Pengacara Sheikh Sabri, Khaled Zabarqa, mengatakan dakwaan tersebut merupakan bagian dari “persekusi politik sistematis.” Sidang ini bersifat teknis, dan tim pembela akan meminta tambahan bukti serta tanggal sidang baru untuk memberikan jawaban resmi. Ia menegaskan bahwa kasus ini melanjutkan upaya Israel membatasi peran tokoh-tokoh Al-Quds (Yerusalem) dan mengurangi pengaruh mereka di ruang publik.
Zabarqa menambahkan bahwa Syekh Sabri selama bertahun-tahun telah menjadi sasaran hukuman, termasuk larangan bepergian, larangan memasuki atau berkhotbah di Al-Aqsa, ancaman pembongkaran bangunan tempat tinggalnya, serta pembatasan komunikasi dengan tokoh Palestina lainnya. Ia juga menyebut adanya kampanye hasutan kelompok sayap kanan ekstrem yang secara terbuka menyerukan pembunuhan Syekh Sabri, namun tidak direspons oleh otoritas Israel.
Sebelum memasuki ruang sidang, Syekh Sabri mengatakan dirinya menerima ancaman pembunuhan. “Mereka berkata, ‘Nasibmu akan seperti Ahmad Yassin’,” ujarnya, sembari menegaskan bahwa kasus ini merupakan upaya membungkam para pembela Al-Aqsa di tengah meningkatnya intervensi Israel untuk mengubah identitas Al-Quds (Yerusalem) di bawah Menteri Keamanan Nasional Itamar Ben-Gvir.
Ia menolak tuduhan Israel yang “memelintir konsep-konsep keagamaan Islam menjadi tafsir politik,” dan menegaskan bahwa pernyataan yang ia sampaikan adalah bagian dari tugas keagamaan yang tidak boleh ditafsirkan sesuai kepentingan politik Israel. Baginya, dakwaan ini tidak memiliki dasar hukum dan hanyalah upaya membungkam suara yang membela Al-Aqsa.

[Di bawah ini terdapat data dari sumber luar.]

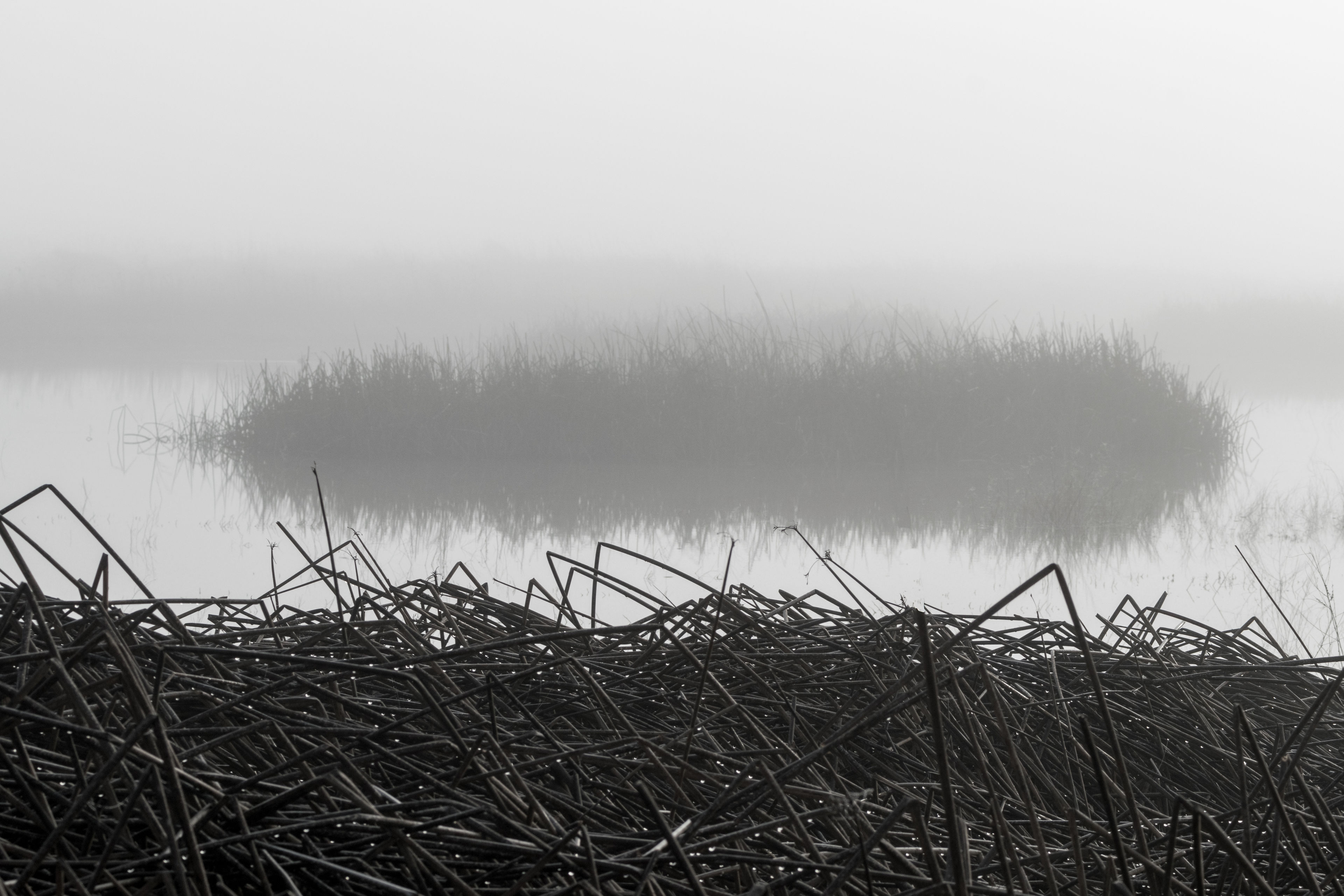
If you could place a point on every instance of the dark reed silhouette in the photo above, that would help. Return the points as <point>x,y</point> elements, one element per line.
<point>344,734</point>
<point>723,391</point>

Dewan Ulama dan Para Penceramah Al-Quds (Yerusalem) memperingatkan bahwa persidangan ini merupakan “serangan berbahaya terhadap otoritas keagamaan,” karena menargetkan Sheikh Sabri berarti menargetkan seluruh kepemimpinan religius Palestina. Mereka menyoroti meningkatnya ancaman, termasuk seruan pembunuhan yang eksplisit, dan mengecam diamnya komunitas regional maupun internasional.
Sekretaris Jenderal Persatuan Ulama Muslim Internasional, Dr. Ali al-Qaradaghi, mengecam persidangan tersebut sebagai upaya “mematahkan semangat” seorang tokoh yang selama puluhan tahun menjadi suara kebenaran di Al-Quds (Yerusalem). Jurnalis Khadija Benguena menyebut kasus ini sebagai “upaya historis yang belum pernah terjadi sebelumnya untuk menghapus identitas religius Al-Quds” dengan menargetkan salah satu ulama paling senior yang telah berkhotbah di Al-Aqsa lebih dari setengah abad.

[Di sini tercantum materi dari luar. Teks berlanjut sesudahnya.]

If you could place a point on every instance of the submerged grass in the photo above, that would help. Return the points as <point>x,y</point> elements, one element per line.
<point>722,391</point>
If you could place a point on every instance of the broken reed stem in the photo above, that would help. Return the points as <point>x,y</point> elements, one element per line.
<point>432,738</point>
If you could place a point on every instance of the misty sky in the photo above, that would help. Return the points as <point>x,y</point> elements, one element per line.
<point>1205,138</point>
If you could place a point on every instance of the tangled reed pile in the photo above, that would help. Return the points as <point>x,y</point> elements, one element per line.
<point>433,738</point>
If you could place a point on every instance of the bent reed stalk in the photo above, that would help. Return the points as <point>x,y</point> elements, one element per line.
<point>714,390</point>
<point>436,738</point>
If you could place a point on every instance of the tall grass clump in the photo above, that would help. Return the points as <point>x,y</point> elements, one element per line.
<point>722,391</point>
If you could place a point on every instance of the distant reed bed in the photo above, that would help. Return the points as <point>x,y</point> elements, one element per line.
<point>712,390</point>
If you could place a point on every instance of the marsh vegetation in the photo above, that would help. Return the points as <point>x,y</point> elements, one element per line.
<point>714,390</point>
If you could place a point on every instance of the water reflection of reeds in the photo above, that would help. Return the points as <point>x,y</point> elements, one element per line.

Proses hukum terhadap Syekh Ekrima Sabri menandai eskalasi serius dalam kebijakan Israel terhadap lembaga keagamaan Palestina. Ini bukan sekadar perkara pengadilan, melainkan upaya menakut-nakuti institusi religius di Yerusalem dan membatasi kebebasan berpendapat.
Di tengah meningkatnya tekanan, Masjid Al-Aqsa tetap menjadi pusat konfrontasi, dan tokoh-tokoh seperti Sheikh Sabri menjadi benteng terakhir dalam mempertahankan identitas Palestina dan Islam di kota suci tersebut. Diamnya dunia terhadap kasus ini dapat membawa konsekuensi jangka panjang bagi kemampuan para ulama dalam melindungi tempat-tempat suci Al-Quds (Yerusalem).